Some larger models are not suitable for truncation, and saturation artifacts will be generated when the truncation noise is embedded, as shown in the figure (b) above, in order to counteract this situation , The article enforces the adaptability of truncation by adjusting G to smooth, so that the entire space of z will be mapped to good output samples. To this end, the article adopts Orthogonal Regularization
Orthogonal Regularization[6 ], which directly enforces the orthogonality condition:
where W is the weight matrix and β is the hyperparameter. This kind of regularization is usually too restrictive. In order to relax the constraints and achieve the smoothness required by the model, the article found that the best version is to remove the diagonal term from the regularization and aims to minimize the paired cosines between the filters. Similarity, but does not limit their norms:
where 1 represents a matrix, all The elements are all set to 1. Through the Hier. in Table 1 above represents direct truncation and Ortho. represents the use of regular orthogonality, it can be seen that the performance of regular orthogonality has indeed improved.
I think the "truncation technique" in BigGAN is very similar to Glow
Glow[7 ] For the annealing technique in, BigGAN achieves the improvement in the quality of the generation by controlling the range of sampling, and Glow is the guarantee of the smoothness of the generated image by controlling the annealing coefficient (and also the control of the sampling range).
Control of model stability
Control of model stability
For the control of G:
In exploring the stability of the model, the article monitors a series of weights, gradients and loss statistics during training to find possible indications The indicator of the start of the training crash. Experiments have found that the first three singular values σ0, σ1, and σ2 of each weight matrix are the most useful. They can use the Alrnoldi iteration method
Alrnoldi iteration method[8 ] Perform effective calculations.

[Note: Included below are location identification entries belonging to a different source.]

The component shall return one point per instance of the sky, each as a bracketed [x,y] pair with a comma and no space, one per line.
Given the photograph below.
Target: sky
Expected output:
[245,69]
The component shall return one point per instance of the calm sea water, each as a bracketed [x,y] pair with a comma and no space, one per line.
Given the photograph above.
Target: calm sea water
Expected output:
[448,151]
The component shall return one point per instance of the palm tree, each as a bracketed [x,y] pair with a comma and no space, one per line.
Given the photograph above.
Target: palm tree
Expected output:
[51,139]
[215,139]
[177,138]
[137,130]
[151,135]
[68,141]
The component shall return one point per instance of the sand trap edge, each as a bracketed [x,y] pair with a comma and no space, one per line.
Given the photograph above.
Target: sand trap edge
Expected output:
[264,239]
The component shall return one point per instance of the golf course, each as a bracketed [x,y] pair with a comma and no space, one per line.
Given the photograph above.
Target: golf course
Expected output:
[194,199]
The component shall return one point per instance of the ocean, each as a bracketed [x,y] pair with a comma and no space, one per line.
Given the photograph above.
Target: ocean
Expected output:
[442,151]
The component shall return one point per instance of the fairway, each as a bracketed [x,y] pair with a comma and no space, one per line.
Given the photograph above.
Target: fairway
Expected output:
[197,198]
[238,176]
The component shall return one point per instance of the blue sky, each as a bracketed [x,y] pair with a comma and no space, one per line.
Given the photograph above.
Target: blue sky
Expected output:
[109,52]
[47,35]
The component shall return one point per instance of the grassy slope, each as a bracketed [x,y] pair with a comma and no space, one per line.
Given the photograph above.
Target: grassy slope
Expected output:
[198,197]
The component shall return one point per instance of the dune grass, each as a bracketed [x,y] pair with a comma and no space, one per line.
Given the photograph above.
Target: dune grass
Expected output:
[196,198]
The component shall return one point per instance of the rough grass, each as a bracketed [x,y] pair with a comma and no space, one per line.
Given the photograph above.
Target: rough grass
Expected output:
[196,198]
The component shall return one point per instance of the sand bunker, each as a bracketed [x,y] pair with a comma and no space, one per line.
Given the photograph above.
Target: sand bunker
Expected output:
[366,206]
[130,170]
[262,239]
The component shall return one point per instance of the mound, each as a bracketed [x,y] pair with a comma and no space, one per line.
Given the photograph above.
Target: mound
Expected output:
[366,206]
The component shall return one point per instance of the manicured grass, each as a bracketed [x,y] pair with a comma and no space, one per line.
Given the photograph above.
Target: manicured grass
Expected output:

The experiment is shown in the figure (a) below. For the singular value σ0, most G layers have good spectral specifications, but some layers (usually the first layer in G) Instead of convolution), the performance is poor. The spectral norm grows throughout the training process and explodes when it crashes.
In order to solve the training collapse on G, the singular value σ0 is adjusted appropriately to To counteract the effects of spectral explosion. First, the article adjusts the top singular value σ0 of each weight, toward a fixed value or toward the ratio r of the second singular value, that is, toward r⋅sg(σ1), where sg is Control the operation of the gradient and stop in due course. Another method is to use partial singular value decompositionInstead of σ0, at a given weight W, its first singular value vector μ0 and ν0 and fixed , restrict the weight to:
The fixed setting is or r⋅sg(σ1). The above whole operation is to control the first singular value σ0 of the weight and place Sudden explosion.

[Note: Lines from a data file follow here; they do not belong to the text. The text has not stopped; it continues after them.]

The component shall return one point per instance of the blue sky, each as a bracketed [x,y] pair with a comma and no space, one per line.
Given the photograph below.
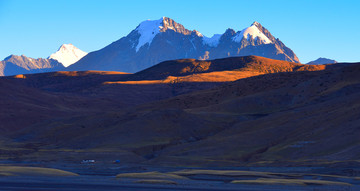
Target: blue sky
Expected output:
[311,28]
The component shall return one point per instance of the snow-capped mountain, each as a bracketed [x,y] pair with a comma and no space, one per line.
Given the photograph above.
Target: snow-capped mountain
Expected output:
[155,41]
[68,54]
[13,65]
[322,61]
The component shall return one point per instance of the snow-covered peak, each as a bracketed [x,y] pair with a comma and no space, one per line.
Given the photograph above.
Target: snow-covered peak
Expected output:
[255,23]
[148,30]
[68,54]
[252,32]
[213,41]
[198,33]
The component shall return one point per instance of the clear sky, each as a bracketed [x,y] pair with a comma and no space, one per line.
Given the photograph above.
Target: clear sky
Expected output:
[311,28]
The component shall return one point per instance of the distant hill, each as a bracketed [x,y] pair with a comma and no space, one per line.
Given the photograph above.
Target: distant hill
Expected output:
[65,56]
[14,65]
[156,41]
[322,61]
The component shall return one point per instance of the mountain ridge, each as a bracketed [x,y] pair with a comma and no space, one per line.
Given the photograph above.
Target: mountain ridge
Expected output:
[152,42]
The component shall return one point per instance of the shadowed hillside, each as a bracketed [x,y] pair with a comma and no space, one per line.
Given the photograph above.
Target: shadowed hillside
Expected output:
[291,117]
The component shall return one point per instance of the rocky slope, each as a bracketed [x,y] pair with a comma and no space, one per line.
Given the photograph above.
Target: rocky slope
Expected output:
[164,39]
[322,61]
[14,65]
[293,117]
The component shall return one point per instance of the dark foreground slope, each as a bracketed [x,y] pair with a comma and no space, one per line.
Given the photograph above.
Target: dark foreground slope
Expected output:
[300,117]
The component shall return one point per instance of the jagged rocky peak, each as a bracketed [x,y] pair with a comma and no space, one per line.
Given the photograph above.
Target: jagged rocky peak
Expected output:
[169,24]
[253,32]
[150,28]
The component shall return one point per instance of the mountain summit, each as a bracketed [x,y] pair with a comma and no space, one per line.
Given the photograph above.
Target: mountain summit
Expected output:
[68,54]
[154,41]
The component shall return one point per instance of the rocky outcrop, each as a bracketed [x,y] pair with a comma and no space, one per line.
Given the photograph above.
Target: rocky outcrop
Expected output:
[14,65]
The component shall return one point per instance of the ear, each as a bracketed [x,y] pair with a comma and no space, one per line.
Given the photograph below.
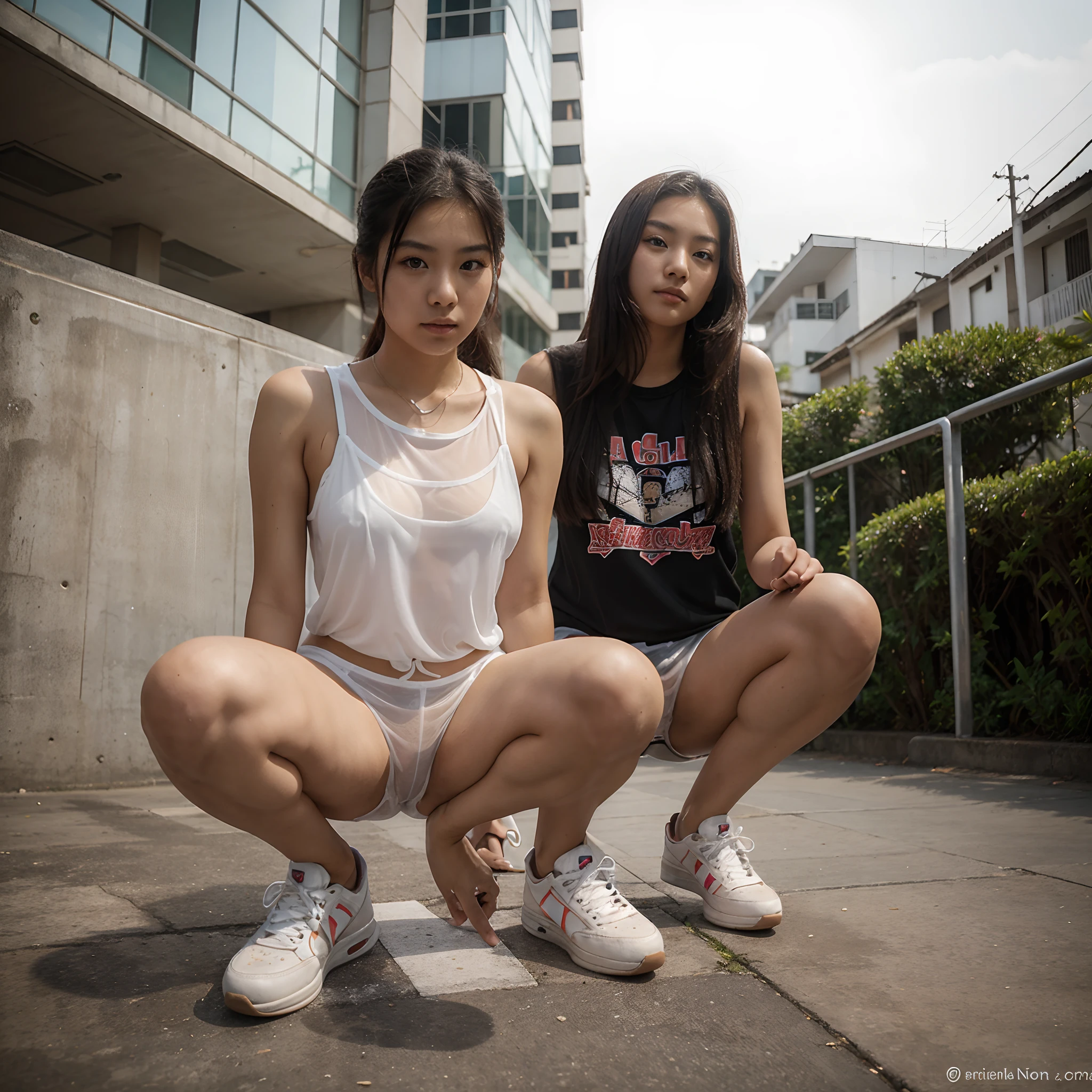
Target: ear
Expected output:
[366,279]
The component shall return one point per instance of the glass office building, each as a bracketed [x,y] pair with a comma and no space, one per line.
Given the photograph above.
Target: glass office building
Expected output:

Experiments have observed that under the operation of weight restriction, with or without the operation of spectral normalization, σ0 or
The explosion of , but even in some cases they can improve network performance to a certain extent, but nothing The combination can prevent training collapse (the conclusion is that the collapse is unavoidable).
After a meal, the article concludes that adjusting G can improve the stability of the model, but it cannot ensure constant stability, so the article turns to the control of D.
Control of D:
The entry point of and G is the same, the article is still Consider the spectrum of the D network and try to find additional constraints to seek stable training. As shown in Figure 3 (b) above, different from G, it can be seen that the spectrum is noisy, but the whole process is steady growth. When it collapses, it does not explode but jumps.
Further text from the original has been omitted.